Document Type

Article

Publication Date

Summer 6-2017

Abstract

This paper explores financial tools for investing in natural infrastructure to reduce current and future risks from flooding. The key conclusions are:

1) There is a large and growing pool of funding for natural infrastructure, but the availability is geographically uneven and providing sufficient resources will require significant actions by industry, government, scientists, and communities.

  • There are both public and private sources that can fund natural infrastructure for flood risk reduction. Approaches vary among the U.S., Europe, and international development organizations. For example, funding for natural flood control infrastructure is a byproduct of other purposes in the U.S., but recognized as a specific purpose in Europe and by development organizations.
  • The opportunities for investments in natural infrastructure are shaped by various factors, including local geography, type and extent of ecosystems, knowledge about local flood risks, approaches to funding ecosystem conservation, the capacity of financing systems, and the socioeconomic status of communities.
  • The types and amounts of funding for natural infrastructure can be expected to grow because of innovations such as catastrophe bonds, but current institutional structures are often ill-suited to take advantage of existing and emerging opportunities and are not prepared to meet increasing risk.

2) There is no single appropriate financing mechanism for natural infrastructure. Financing should reflect the distribution of public or private benefits of flood protection through the payment mechanism as determined by specific local conditions.

  • The appropriate funding approach will depend on several factors, including local natural conditions (geography, ecosystems), local governance (including the socioeconomic status of communities), the condition of national financial systems (including the robustness of public or private property insurance markets), and public policies that explicitly support the use of natural infrastructure. We identify the key characteristics of these factors that should influence decisions on appropriate funding mechanisms.

3) he largest opportunities for funding are in the redirection of post-disaster recovery funds to pre-disaster investments in risk reduction.

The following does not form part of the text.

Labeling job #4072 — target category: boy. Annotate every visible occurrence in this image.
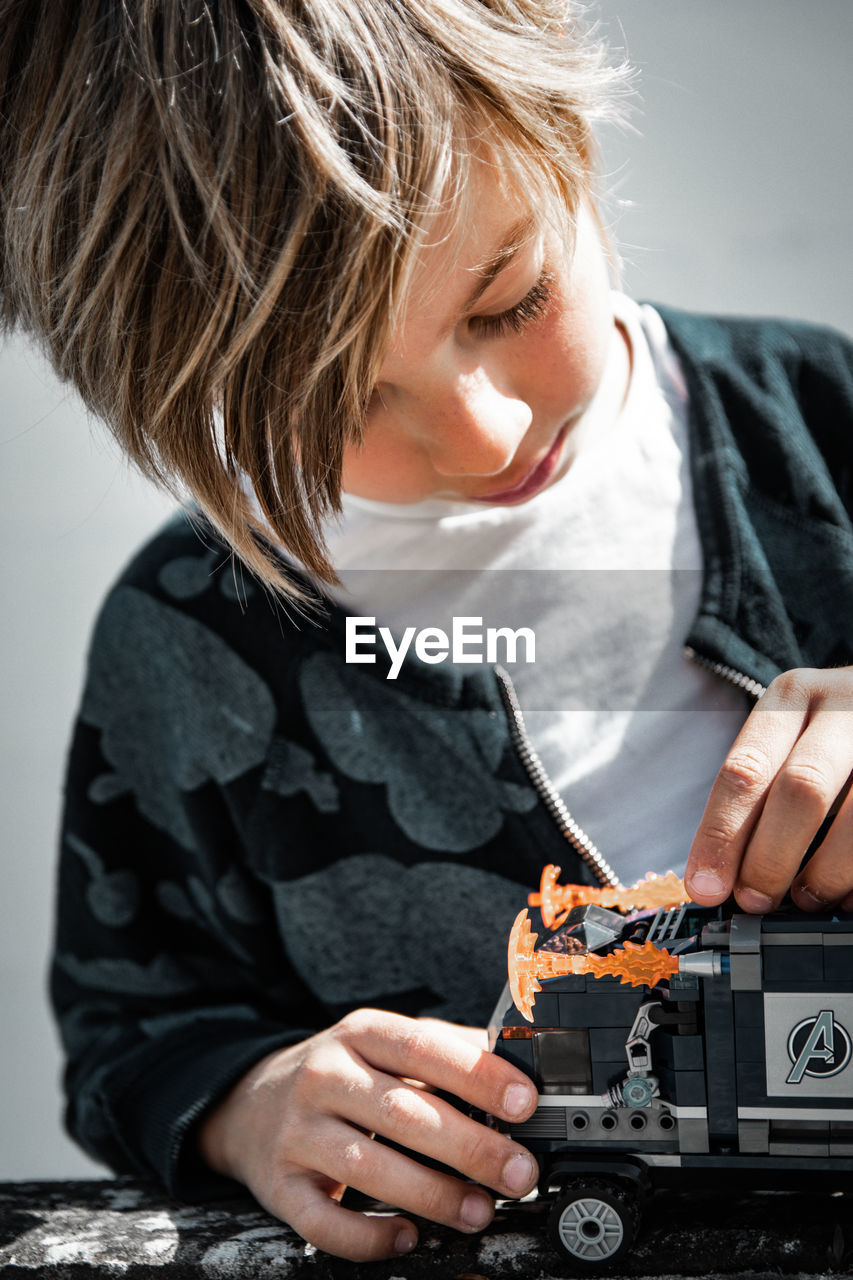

  • Flood risk reduction should be undertaken before the flood occurs, but we currently spend much more on recovery efforts than on risk reduction. The greatest opportunities to increase resources for risk reduction lie in combining funds for risk reduction with funds for flood recovery. These investments will further reduce damages to lives, properties, and communities over time. •
  • Recent innovations such as catastrophe and resilience bonds offer potential approaches to combining recovery and risk reduction, while green bonds may provide pre-disaster financing under appropriate conditions.

4) The largest barriers for securing adequate resources are: identifying locations where natural infrastructure can play a significant role in flood risk reduction; developing the experience and standards to overcome institutional biases in favor of “proven” gray infrastructure; and developing institutional arrangements capable of matching available funding with the needs of individual situations.

  • To develop new financing, it is critical to develop a body of experience that would expand the existing foundation of natural systems management, risk assessment, and valuation analysis of natural infrastructure, and increase its acceptance and use. The identification of viable projects for nature based risk reduction is critical for expanding pools of available funds. The identification of specific projects- including the location, the ecosystem restoration methods, the expected benefits, and the regulatory feasibility- will often need to be included in the up-front costs of the development of new financing vehicles.
  • Infrastructure banks are an example of institutions that can be structured to match funders with specific needs. These banks can pool the funding needs of different natural infrastructure projects to make them attractive to private capital markets. It will be necessary to create special purpose organizations that can capture the benefits of risk reduction in ways that support market-based finance.

The funding strategy to be used for any specific project will depend primarily on the geographic, economic, and institutional circumstances in each location. But it is possible to create a general framework to catalogue the different approaches to financing, from which locally-determined funding strategies can be formed. This paper proposes such a framework, then outlines and examines the options currently available under the framework, and concludes with an assessment of how funding may expand in the future.

Comments

A report prepared for Lloyds of London by the Center for the Blue Economy, in collaboration with The Nature Conservancy, UC Santa Cruz, and the Wildlife Conservation Society, examines options for financing natural infrastructure (wetlands, mangroves, natural dunes, etc.) that help protect against flooding and storm surge. The results? Investment to conserve natural habitats makes economic sense for investors and insurers. Natural barriers are less expensive than seawalls, the study finds, and with natural infrastructure taken into account, insurers could reduce the amount of claims they pay out and lower premiums. Moreover, there is a large and growing pool of funding available for natural infrastructure investment, with the largest opportunities in redirection of post-disaster recovery funds to pre-disaster risk reduction. With bold action on the part of industry, government, scientists, and communities, natural infrastructure can provide a “win-win-win” for the environment, public safety, and investors. This is the power of the Blue Economy model.